Boy, Oh Boy,

Oh BoDeans

By Tina Alvarez/Entertainment Magazine On Line
reprinted from Music Voice

"It was immediate," Kurt Neumann, one-half of the origin of the pop group the BoDeans, reminisced of their union in the early 80s. "The first time we ever played together, we fit together so naturally. I just knew at that first gig that we were going to be working together for a very long time."

The Waukesha, Wisconsin-based band has had their share of highs and lows. Their '86 debut on Slash, "Love & Hope & Sex & Dreams," was easily embraced by critics and fans for it's honest roots-rock style. However, being pigeonholed by the media may not be to the benefit of one's creative aspirations, as they found out.

Their next LP, "Outside Looking In," produced by the Talking Heads' Jerry Harrison, was not as well received. Their third album was "Home" (1989) and was followed by "Black and White," (1991) in which they recruited Prince associate David Z to help broaden their commercial appeal.

"We did chase our tail around for awhile," admitted Sam Llanas, "because we hadn't had a hit and when that happens, you start to question yourself.

"After 'Black and White,' we thought, well, we didn't really make any progress that way either," he continued, "so let's go back and ask ourselves, what do we really want to be doing here?" With "Go Slow Down," released in 1993, the Bodeans went back to their original formula, according to Llanas.

"We just wanted to make some music we felt good about. So we got back to what we do best," Llanas explained, "which is pretty much keeping it simple and straightforward and concentrating on a good song."

In time, the number "Closer to Free" became a hit by way of its use on Fox TV's "Party of Five" as the theme song.

"It was almost surreal watching the progress of that song because here I am, this guiy from this small town in Wisconsin, and we had this song climbing up the charts," Llanas relfected. "We had almost given up thinking that it would ever happen. That's the kind of attitude we had going into 'Go Slow Down,' just make some music that we like. And thent hat happens. It was a sweet victory."

The following LP, "Joe Dirt Car," was a live two-record set and now, with their latest, "Blend," the BoDeans continue on the path they set with "Go Slow Down."

"Our intention was to write short, good songs and have every track be solid," said Neumann. "We wanted to make everything more to the point and make a record that when it was over, you wanted to put it on again."

The 10 tracks on "Blend" cover a vast array of topics. "I like to mix it up," Llanas described. "I like to write simple love songs and then once in awhile I like to take on something a bit more meatier."

Expect more from this duo.
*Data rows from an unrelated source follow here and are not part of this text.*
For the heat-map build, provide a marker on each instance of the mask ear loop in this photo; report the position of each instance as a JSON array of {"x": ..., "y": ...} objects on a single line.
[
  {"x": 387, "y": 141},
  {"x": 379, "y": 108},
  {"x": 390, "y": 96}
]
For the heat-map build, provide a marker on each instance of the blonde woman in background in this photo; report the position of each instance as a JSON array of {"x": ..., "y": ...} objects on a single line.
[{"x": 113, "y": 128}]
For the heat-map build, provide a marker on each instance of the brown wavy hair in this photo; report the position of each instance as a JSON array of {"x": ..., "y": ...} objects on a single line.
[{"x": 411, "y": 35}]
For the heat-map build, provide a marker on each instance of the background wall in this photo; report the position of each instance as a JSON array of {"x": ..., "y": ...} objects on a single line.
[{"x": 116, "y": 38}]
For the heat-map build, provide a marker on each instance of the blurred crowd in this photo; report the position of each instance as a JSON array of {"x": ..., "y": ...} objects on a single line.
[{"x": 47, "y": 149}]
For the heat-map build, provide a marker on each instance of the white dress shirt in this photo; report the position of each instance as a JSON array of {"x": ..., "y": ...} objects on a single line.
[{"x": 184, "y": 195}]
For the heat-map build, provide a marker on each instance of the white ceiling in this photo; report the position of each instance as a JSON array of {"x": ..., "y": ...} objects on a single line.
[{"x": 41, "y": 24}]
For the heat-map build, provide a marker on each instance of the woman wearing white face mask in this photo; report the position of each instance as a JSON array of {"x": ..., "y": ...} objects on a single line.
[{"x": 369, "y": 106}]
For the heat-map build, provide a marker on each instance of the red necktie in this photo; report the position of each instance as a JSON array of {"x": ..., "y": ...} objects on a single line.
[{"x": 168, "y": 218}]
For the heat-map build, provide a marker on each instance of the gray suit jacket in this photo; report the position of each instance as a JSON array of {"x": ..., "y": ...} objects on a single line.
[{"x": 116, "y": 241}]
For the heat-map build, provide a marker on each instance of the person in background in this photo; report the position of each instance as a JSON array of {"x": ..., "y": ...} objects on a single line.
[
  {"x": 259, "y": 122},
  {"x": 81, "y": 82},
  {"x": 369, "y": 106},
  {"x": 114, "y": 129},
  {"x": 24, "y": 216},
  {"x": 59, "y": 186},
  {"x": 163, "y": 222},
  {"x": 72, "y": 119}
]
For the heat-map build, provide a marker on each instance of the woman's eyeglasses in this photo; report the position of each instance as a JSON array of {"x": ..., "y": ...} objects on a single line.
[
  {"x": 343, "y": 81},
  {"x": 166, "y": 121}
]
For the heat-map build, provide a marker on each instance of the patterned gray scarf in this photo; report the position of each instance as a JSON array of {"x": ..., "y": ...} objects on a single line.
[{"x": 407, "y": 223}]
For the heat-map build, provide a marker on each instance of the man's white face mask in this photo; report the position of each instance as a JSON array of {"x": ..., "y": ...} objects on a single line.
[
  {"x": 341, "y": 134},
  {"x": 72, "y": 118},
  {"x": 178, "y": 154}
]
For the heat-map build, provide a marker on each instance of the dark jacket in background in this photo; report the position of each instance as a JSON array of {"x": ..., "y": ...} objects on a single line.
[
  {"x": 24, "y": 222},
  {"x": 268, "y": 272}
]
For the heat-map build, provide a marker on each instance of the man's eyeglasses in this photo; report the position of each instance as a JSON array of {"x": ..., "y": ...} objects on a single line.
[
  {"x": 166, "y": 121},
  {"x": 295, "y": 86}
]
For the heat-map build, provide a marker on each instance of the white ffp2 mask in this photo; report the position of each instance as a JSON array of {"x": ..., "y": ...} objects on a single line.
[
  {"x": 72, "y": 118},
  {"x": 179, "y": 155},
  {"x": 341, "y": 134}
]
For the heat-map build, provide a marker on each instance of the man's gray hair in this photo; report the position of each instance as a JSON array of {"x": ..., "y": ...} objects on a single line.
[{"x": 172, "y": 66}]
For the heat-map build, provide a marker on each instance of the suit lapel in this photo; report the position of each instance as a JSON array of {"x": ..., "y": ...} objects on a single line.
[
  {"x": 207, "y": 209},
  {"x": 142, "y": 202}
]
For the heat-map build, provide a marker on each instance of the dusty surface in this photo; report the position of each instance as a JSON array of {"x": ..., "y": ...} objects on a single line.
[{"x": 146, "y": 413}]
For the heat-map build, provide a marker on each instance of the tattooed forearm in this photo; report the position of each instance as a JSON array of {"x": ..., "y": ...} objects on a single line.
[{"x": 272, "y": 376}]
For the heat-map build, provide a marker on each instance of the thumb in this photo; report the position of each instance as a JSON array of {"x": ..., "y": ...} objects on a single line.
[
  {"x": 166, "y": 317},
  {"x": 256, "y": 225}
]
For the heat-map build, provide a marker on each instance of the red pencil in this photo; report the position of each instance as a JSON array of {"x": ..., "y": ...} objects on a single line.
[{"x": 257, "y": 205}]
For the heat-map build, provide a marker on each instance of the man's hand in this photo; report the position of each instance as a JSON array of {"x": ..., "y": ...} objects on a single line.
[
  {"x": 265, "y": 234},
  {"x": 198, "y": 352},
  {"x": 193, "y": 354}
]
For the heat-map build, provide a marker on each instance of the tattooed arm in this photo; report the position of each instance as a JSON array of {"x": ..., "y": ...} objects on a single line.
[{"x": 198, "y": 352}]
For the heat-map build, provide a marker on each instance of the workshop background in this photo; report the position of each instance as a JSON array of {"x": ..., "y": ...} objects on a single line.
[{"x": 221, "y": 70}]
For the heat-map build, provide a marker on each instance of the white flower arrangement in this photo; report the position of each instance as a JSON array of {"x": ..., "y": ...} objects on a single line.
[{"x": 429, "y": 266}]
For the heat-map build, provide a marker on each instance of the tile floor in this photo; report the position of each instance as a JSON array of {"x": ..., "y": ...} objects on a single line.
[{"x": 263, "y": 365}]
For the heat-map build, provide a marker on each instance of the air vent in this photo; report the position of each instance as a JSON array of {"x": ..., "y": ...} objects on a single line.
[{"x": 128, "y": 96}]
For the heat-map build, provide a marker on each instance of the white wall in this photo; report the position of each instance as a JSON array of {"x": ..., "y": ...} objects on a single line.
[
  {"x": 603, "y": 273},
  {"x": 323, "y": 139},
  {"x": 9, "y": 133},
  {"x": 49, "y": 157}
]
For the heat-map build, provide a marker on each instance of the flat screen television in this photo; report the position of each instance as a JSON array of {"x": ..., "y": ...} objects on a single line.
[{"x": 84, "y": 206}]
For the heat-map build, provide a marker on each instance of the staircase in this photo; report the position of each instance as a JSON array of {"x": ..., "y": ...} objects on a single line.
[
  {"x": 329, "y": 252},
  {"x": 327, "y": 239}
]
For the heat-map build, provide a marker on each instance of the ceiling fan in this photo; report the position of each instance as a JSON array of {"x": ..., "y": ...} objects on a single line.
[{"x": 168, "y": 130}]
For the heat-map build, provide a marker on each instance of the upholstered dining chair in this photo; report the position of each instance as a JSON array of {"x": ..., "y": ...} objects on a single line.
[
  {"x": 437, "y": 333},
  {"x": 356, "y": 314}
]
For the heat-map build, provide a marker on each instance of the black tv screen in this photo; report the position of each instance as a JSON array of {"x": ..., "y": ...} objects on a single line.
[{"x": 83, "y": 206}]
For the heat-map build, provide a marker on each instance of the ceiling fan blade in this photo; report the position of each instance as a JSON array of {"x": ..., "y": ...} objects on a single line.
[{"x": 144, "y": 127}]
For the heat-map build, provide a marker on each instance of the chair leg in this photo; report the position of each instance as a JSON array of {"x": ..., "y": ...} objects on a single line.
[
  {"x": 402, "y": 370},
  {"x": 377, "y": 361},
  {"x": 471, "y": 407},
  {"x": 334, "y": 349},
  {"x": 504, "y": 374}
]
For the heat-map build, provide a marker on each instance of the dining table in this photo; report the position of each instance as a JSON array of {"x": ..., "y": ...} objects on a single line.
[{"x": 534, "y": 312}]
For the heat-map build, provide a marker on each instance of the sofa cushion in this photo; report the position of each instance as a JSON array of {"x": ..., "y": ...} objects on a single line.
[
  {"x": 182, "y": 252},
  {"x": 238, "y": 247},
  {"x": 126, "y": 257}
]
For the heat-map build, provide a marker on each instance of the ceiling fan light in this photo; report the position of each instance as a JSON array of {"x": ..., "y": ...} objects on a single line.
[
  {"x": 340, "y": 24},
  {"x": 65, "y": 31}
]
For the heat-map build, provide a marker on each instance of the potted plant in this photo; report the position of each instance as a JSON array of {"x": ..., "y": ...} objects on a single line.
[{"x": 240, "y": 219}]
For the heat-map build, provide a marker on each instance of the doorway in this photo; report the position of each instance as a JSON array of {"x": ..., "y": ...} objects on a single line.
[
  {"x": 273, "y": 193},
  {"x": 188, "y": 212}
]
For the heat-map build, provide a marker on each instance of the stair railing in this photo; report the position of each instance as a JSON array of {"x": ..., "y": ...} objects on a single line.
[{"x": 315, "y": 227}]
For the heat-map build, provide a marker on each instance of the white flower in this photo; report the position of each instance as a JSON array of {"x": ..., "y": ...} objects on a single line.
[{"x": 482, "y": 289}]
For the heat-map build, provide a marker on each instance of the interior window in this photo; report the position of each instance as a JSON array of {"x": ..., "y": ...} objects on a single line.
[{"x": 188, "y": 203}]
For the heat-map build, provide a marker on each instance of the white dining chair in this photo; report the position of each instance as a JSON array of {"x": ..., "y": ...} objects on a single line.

Neumann credits their understanding of each other is due to their long relationship.

"We're really good friends," said Llanas of his partner. "I never met anybody that felt as passionately about music as I did until I met him. That's our common bond.

"Over the years we've had fights," he concluded, "but for the most part, it's been a joy working with him. I think we compliment each other really well. He can do things I can't and I can do things he can't. That makes for a good partnership."